Mas se o Município contasse com a unidade de semiliberdade (meio termo entre a medida de internação e a liberdade assistida), o volume de desinternações seria maior. A avaliação é do coordenador da Comissão de Direitos Humanos da Ordem dos Advogados do Brasil (OAB), Gilberto Truíjo.
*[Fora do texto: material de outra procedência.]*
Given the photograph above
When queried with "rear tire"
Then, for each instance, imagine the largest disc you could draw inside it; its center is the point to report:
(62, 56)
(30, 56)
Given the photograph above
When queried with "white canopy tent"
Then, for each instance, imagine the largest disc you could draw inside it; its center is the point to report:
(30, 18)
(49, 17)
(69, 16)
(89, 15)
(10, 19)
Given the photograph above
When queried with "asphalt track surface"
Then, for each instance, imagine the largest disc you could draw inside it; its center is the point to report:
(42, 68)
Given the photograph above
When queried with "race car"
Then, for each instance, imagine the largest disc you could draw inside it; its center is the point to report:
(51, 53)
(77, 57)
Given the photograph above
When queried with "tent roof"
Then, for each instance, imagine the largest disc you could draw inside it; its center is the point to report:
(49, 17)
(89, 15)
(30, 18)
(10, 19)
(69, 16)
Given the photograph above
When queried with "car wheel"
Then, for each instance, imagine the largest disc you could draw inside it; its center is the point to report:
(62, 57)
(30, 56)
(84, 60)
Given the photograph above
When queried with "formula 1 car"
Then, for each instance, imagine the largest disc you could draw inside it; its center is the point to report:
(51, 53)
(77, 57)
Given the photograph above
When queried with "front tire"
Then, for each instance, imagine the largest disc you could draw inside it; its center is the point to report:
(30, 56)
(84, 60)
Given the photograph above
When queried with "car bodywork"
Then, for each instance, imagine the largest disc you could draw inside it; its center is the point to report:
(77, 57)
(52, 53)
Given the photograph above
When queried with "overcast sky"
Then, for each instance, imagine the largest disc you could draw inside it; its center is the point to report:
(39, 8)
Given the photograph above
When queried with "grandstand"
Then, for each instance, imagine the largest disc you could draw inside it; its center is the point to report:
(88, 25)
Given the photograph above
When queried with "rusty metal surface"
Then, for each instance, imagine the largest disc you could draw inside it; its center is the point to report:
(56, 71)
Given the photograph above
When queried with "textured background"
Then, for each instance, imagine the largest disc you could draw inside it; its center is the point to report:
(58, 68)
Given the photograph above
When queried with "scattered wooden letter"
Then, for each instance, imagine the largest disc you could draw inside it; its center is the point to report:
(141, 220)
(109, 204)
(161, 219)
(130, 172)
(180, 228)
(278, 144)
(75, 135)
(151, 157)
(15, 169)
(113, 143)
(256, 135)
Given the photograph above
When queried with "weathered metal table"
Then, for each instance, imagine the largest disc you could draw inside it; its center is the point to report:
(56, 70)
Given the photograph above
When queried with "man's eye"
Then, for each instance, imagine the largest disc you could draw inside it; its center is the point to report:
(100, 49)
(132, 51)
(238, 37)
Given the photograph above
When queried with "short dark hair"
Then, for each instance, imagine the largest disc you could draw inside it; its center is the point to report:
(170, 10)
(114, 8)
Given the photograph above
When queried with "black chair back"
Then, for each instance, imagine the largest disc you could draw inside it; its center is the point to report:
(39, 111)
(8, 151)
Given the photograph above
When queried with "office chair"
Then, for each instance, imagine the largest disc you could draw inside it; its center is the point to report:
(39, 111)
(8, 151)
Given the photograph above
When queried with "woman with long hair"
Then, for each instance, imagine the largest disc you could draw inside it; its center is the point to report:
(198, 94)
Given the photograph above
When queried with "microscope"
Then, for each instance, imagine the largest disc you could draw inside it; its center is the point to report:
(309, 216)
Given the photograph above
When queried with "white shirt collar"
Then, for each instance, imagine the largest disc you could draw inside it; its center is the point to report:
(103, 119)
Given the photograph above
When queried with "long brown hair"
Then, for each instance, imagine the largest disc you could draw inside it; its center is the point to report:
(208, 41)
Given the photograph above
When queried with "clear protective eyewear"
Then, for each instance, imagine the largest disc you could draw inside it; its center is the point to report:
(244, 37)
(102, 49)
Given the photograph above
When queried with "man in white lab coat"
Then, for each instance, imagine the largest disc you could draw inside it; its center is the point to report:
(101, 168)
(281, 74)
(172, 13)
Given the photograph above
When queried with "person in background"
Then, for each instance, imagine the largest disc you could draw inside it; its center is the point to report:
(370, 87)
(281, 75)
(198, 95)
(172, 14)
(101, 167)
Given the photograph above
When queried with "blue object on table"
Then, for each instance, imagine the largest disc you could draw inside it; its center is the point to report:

Ainda assim, a redução no número de internações é considerada positiva para ele, como para o comandante interino do 4.º Batalhão de Polícia Militar do Interior (BPMI), major Nelson Garcia Filho. “Quanto menor o número (de adolescentes), menor as chances de uma rebelião (acontecer). Para controlar também é mais fácil”, explica o oficial.

No Estado

Embora não seja exatamente o caso de Bauru, no Estado de São Paulo, pela primeira vez na história, o número de saídas de adolescentes infratores superou o total de internações. Dados de 2006 da instituição apontam que foram internados em unidades paulistas, por determinação do Poder Judiciário, 14.369 adolescentes autores de atos infracionais. No mesmo período, 15.049 jovens deixaram a medida de internação por determinação judicial.

As desinternações somente são determinadas quando os relatórios encaminhados aos juízes apontam evolução dos adolescentes nos quesitos disciplina e aceitação das intervenções técnicas e pedagógicas realizadas pelos técnicos da fundação.

A reportagem tentou contato com o juiz da Vara da Infância e Juventude, Ubirajara Maintinguer, mas foi informada de que ele está em licença. O promotor Onilande Santinho Basso não foi encontrado para comentar o assunto.

____________________

Panorâmica

No Interior, a Fundação Casa calculou 5.320 internações contra um total de 5.605 saídas no ano passado. Na Capital, foram 6.723 saídas para um total de 6.283 entradas em unidades da Fundação. Na Grande São Paulo, o total foi de 2.340 contra 2.180.

Em anos anteriores, as internações sempre superavam as desinternações. Comparando 2004 e 2006, percebe-se que as desinternações deram um salto de 34% no último ano, informa a assessoria de imprensa da fundação. Foram 11.229 saídas na fundação em 2004, contra 15.049 em 2006.

No período, também subiram os números de internações – só que num ritmo muito inferior. Em 2004, haviam sido internados 13.427 adolescentes. Em 2006, 14.369. O aumento, portanto, foi de apenas de 7,01%.